First and foremost, for many horror fans it is Popcorn’s connection to the aforementioned slasher film sub-genre is what draws them too this film. And yet, to write this film off as yet another entry from the slasher film sub-genre would be doing this film a great disservice. Since Popcorn’s most durable assets are ultimately are elements that are not commonly associated with the slasher sub-genre.
With this film’s use of tongue and cheek humor being the its greatest asset. And though dialog is one of the area’s where humor plays a substantial role. Another area where this film exacts humor is in regards to its film with in a film sequences. These films are all send up of shlocky horror / sci-fi cinema from the 1950’s that used gimmicks to help sell these films.
The premise is well executed and the narrative moves along at a brisk moment that ensures that there is never a dull moment. Visually the film does a superb job reinforcing the mood the film. With its most memorable moment being the scene where the killer reveals their identity.
Performance wise, the cast are good in their respective roles. With this film standout performances being Jill Schoelen (Hot Moves, The Stepfather) in the role of Maggie, a young woman who is being targeted by the killer due to an event from her past that she has repressed and Tom Villard (The Trouble with Dick, “We Got it Made”) in the role of outcast student named Toby, who had a troubled childhood.
Popcorn comes on a 50 GB dual layer BluRay. The film is presented in a 1080 progressive widescreen. The transfer was sourced from an all-new 2K Scan of an archival 35mm Interpositive. Colors are nicely saturated, black levels remain solid throughout, details look crisp, there are no issues with compression and grain remains intact. And when compared to Elite Entertainment’s DVD release, the transfer used for this release is a massive upgrade that is superior in every way.
This release comes with two audio options, a DTS-HD 7.1 surround sound mix in English and a DTS-HD stereo mix in English. Both audio mixes sound, clean, clear, balanced and robust when they need too. Range wise, the DTS-HD 7.1 surround sound audio mix is a very satisfying presentation that offers a more immersive experience than its DTS-HD stereo counterpart. Included with this release are removable English SDH subtitles.

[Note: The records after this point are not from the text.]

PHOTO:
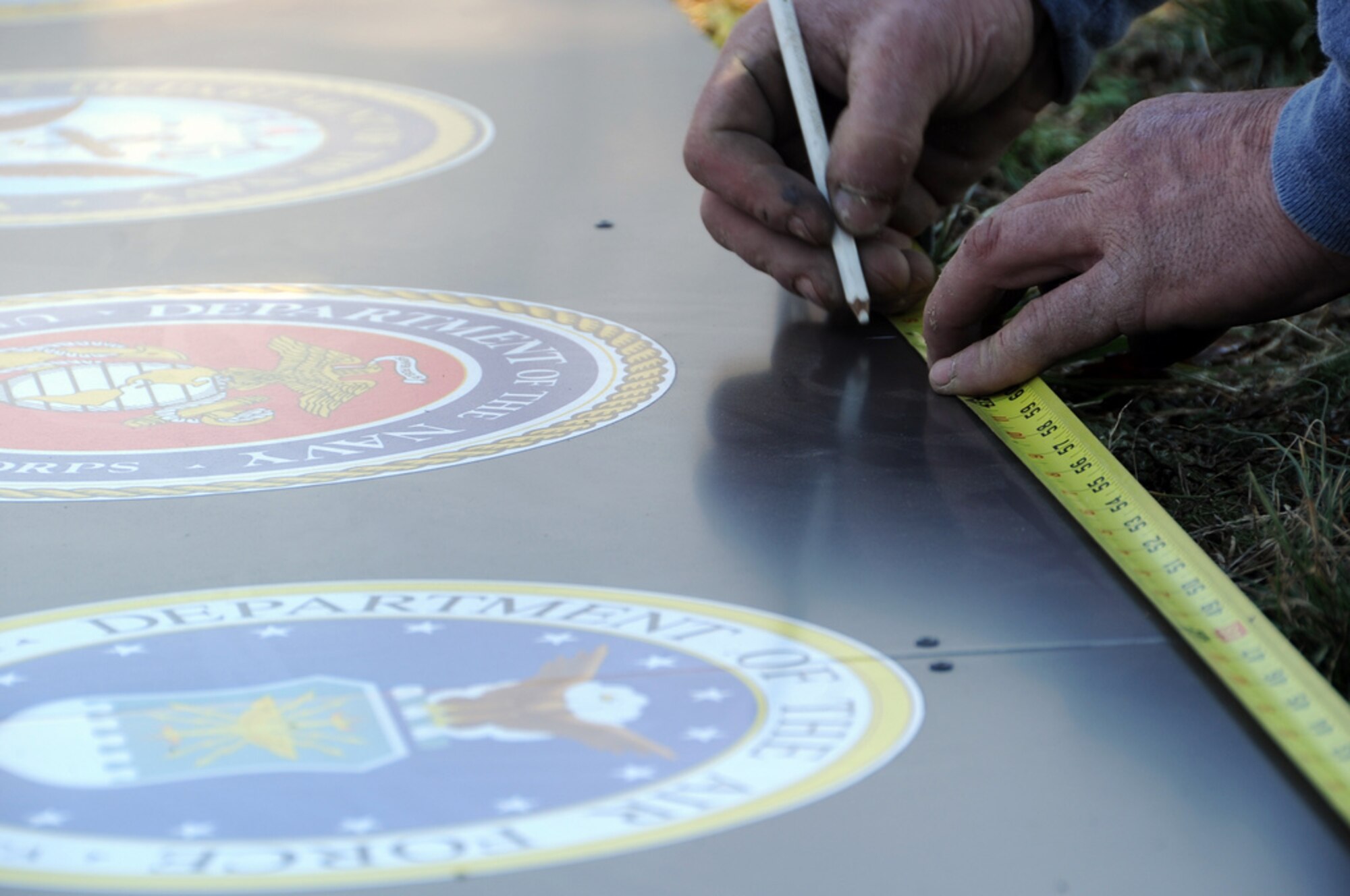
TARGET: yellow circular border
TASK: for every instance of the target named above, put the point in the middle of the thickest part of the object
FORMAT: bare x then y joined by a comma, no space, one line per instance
897,715
462,133
647,373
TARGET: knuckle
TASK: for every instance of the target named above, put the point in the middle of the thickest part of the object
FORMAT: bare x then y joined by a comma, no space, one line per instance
983,242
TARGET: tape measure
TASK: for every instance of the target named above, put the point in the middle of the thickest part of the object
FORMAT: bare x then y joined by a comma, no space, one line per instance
1283,693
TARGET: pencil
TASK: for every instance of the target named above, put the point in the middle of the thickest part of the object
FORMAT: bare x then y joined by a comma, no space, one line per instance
819,149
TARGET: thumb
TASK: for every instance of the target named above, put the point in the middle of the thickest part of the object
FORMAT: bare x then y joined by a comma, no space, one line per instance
880,136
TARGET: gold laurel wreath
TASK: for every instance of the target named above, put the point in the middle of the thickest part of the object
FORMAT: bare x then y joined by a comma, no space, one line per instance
646,370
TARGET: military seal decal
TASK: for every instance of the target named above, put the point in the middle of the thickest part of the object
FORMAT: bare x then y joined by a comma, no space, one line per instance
192,391
121,145
362,733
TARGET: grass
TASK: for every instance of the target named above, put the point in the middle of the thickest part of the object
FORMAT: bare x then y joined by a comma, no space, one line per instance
1247,446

Extras for this release include, a reversible cover art, a stills gallery, a trailer for the film (1 minute 27 seconds), T.V. trailer / T.V. spots (5 minutes 31 seconds), an interview with actor Bruce Glover titled Electric Memories (6 minutes 38 seconds), a documentary titled Midnight Madness: The Making of Popcorn (57 minutes 11 seconds) and an insightful audio commentary track with director Mark Herrier, actors Jill Schoelen, Malcolm Danare, and special makeup effects artist Mat Falls.
Topics discussed in the interview with Bruce Glover include, how he got cast, shooting in Jamaica, thoughts about his character and the film, how his role was much larger and why the producer cut down his role and critical reaction to his performance.
The extra titled Midnight Madness: The Making of Popcorn includes comments from director Mark Herrier, Jill actors Schoelen, Derek Rydall, Dee Wallace, Malcolm Danare, Ivette Soler, and Elliott Hurst, special makeup effects artist Mat Falls, composer Paul Zaza, and distributor executive Jonathan Wolf. Topics discussed in this extra include, the origins of the film, casting, preproduction troubles and why the film’s original director Alan Ormsby replaced, onset memories, the cast, cinematographer Ronnie Taylor / the visuals, Bob Clark and the role he played in the making of this film, the score and their thoughts about the film.
Overall Popcorn gets an exceptional release from Synapse Films, highly recommended.
Note: Synapse Films are also releasing this film on DVD.